Last month, Tampa Bay Healthcare Collaborative (TBHC) members discussed two key ways their patients and clients obtain health insurance coverage: Medicaid and marketplace or exchange plans.
These insurance mechanisms help millions of Floridians pay for critical healthcare services, ranging from preventive to acute care. About 3.2 million Floridians are covered by Medicaid, and about 840,000 of them live in Tampa Bay. More than 1.5 million people have coverage through the federal marketplace, with more expected to sign up during the current open enrollment period, which runs through January 31, 2017. However, the deadline for receiving coverage by January 1 is December 15.
It’s not always easy to understand who is eligible for what coverage. To help clarify, Zachary Pruitt, MHA, PhD, CPH, Visiting Assistant Professor, USF College of Public Health, described the current Medicaid landscape in Florida, and Melanie Hall, Executive Director, The Family Healthcare Foundation, provided resources for helping people enroll in marketplace plans during the 2016 open enrollment period.
In Florida, Medicaid is only available for specific groups of people who have low incomes, such as pregnant women and people with disabilities. Those who are not eligible for Medicaid, along with those who do not receive health insurance through an employer, can purchase coverage through the health insurance marketplace. Subsidies to help cover premium costs are available for individuals who make between 100 and 400 percent of the federal poverty level, or between $11,880 and $47,520 per year.
But, those who earn less than $11,880 per year and don’t qualify for Medicaid are left in what is known as the coverage gap. More than a half a million people in Florida are affected. Florida, along with 18 other states, has not accepted federal dollars to expand Medicaid. As a result, people in the gap are left without affordable options for health insurance coverage.
While this is a serious issue, it is not the only challenge related to insurance access in Florida. Many people do not know what coverage options are available to them, in part due to the complicated rules governing Medicaid and marketplace subsidy eligibility. For instance, in Florida, about 15 percent of those who qualify for Medicaid or the state Children’s Health Insurance Plan (which covers children whose families have low incomes) remain uninsured.

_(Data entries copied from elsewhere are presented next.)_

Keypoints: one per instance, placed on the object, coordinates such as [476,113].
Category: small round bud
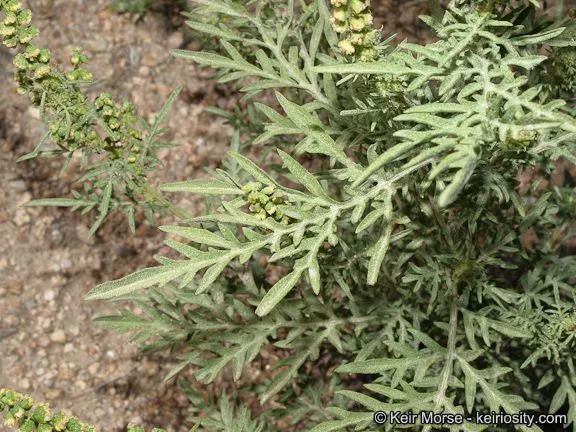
[42,71]
[13,6]
[339,14]
[24,17]
[357,24]
[358,6]
[7,30]
[25,35]
[10,18]
[346,47]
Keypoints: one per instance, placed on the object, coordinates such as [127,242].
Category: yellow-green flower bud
[358,6]
[27,426]
[368,55]
[24,17]
[357,24]
[25,35]
[114,124]
[7,30]
[346,47]
[338,26]
[356,39]
[10,42]
[10,18]
[268,190]
[26,402]
[32,52]
[339,14]
[20,62]
[42,71]
[13,6]
[59,421]
[44,56]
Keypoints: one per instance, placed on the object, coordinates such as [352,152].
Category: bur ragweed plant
[20,411]
[387,206]
[115,149]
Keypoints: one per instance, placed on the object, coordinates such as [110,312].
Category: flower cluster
[264,201]
[58,94]
[353,18]
[29,418]
[120,121]
[562,66]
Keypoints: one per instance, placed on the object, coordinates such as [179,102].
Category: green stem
[164,203]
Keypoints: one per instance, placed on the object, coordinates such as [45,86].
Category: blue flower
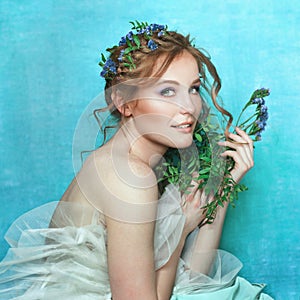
[161,33]
[129,35]
[109,67]
[122,41]
[152,45]
[260,101]
[120,58]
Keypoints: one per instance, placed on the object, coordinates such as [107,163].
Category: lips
[183,126]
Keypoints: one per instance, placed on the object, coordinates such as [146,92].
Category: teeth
[184,126]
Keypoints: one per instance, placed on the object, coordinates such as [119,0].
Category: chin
[183,143]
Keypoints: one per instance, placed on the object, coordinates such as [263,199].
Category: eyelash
[166,91]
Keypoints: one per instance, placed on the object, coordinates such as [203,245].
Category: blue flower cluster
[109,68]
[148,31]
[132,42]
[262,115]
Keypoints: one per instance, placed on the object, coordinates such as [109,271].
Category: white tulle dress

About half of low income parents don’t know if their kids are eligible, and about a quarter don’t know how to get more information.
Furthermore, people who do have coverage through Florida’s Medicaid Managed Care system face barriers to accessing the services they are entitled to through the program. For example, a recent report from the Georgetown Center for Children and Families found that some Medicaid managed care plan requirements prevented children from receiving treatments or drugs recommended for them. The issue centered around prior authorization, which is a requirement that doctors must receive approval from a patient’s insurance plan before being able to prescribe a certain medication.
At the same time, though, the Florida Agency for Health Care Administration (AHCA) is making efforts to promote quality within the managed care program, especially around access standards. Earlier this year, health care stakeholders compiled several recommendations for AHCA to consider.
It is critical that healthcare and social service providers are equipped to help their clients and patients understand their options and the services they are entitled to through their insurance plan. Several resources are available through from AHCA regarding consumer information and filing complaints. And Covering Tampa Bay has compiled detailed information about helping people enroll in marketplace coverage, including resources related to the current open enrollment period.